Fibroblast growth factor-23 (Fgf23) is a bone-derived hormone, suppressing phosphate reabsorption and vitamin D hormone (1,25(OH)(2)D-3) production in the kidney. It has long been an enigma why lack of Fgf23 or of Klotho, the coreceptor for Fgf23, leads to severe impairment in bone mineralization despite the presence of hypercalcemia and hyperphosphatemia. Using Fgf23(-/-) or Klotho(-/-) mice together with compound mutant mice lacking both Fgf23 or Klotho and a functioning vitamin D receptor, we show that in Klotho-/- mice the mineralization defect is solely driven by 1,25(OH)(2)D-3-induced upregulation of the mineralization- inhibiting molecules osteopontin and pyrophosphate in bone. In Fgf23(-/-) mice, the mineralization defect has two components, a 1,25(OH) D-2(3) driven component similar to Klotho(-/-) mice and a component driven by lack of Fgf23, causing additional accumulation of osteopontin.

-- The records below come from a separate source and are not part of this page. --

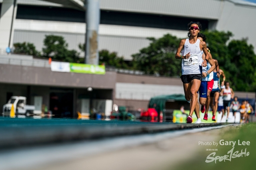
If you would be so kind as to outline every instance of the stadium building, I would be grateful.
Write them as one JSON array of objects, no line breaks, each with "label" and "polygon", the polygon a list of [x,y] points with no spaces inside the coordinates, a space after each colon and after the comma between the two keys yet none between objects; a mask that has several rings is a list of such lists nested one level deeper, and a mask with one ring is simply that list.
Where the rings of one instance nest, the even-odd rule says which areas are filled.
[{"label": "stadium building", "polygon": [[[41,51],[45,35],[53,34],[64,37],[69,49],[83,56],[78,45],[85,42],[85,8],[81,0],[0,2],[1,106],[12,95],[30,96],[30,103],[32,96],[44,96],[44,104],[50,108],[51,95],[58,94],[60,97],[64,93],[68,94],[65,97],[73,99],[69,109],[74,114],[78,100],[86,96],[112,100],[113,104],[133,106],[135,109],[146,108],[150,98],[157,95],[183,93],[179,78],[136,75],[127,70],[107,71],[104,76],[53,73],[43,60],[6,55],[6,48],[16,43],[33,43]],[[204,29],[230,31],[234,39],[247,37],[248,43],[256,47],[255,23],[250,19],[256,16],[256,4],[253,3],[240,0],[100,0],[100,4],[99,49],[116,52],[126,60],[131,60],[132,54],[149,45],[147,37],[158,38],[168,33],[186,37],[187,25],[191,21],[200,21]],[[30,61],[26,64],[25,61]],[[93,94],[87,91],[89,87],[96,90]]]}]

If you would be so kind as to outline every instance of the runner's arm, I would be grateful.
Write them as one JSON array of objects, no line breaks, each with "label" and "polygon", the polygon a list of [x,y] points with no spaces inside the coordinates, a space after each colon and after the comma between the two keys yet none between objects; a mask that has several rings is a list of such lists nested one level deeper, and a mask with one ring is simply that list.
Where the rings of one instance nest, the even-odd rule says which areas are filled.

We found that FGF23 regulates osteopontin secretion indirectly by suppressing alkaline phosphatase transcription and phosphate production in osteoblastic cells, acting through FGF receptor-3 in a Klotho-independent manner. Hence, FGF23 secreted from osteocytes may form an autocrine/paracrine feedback loop for the local fine-tuning of bone mineralization. (c) 2015 American Society for Bone and Mineral Research.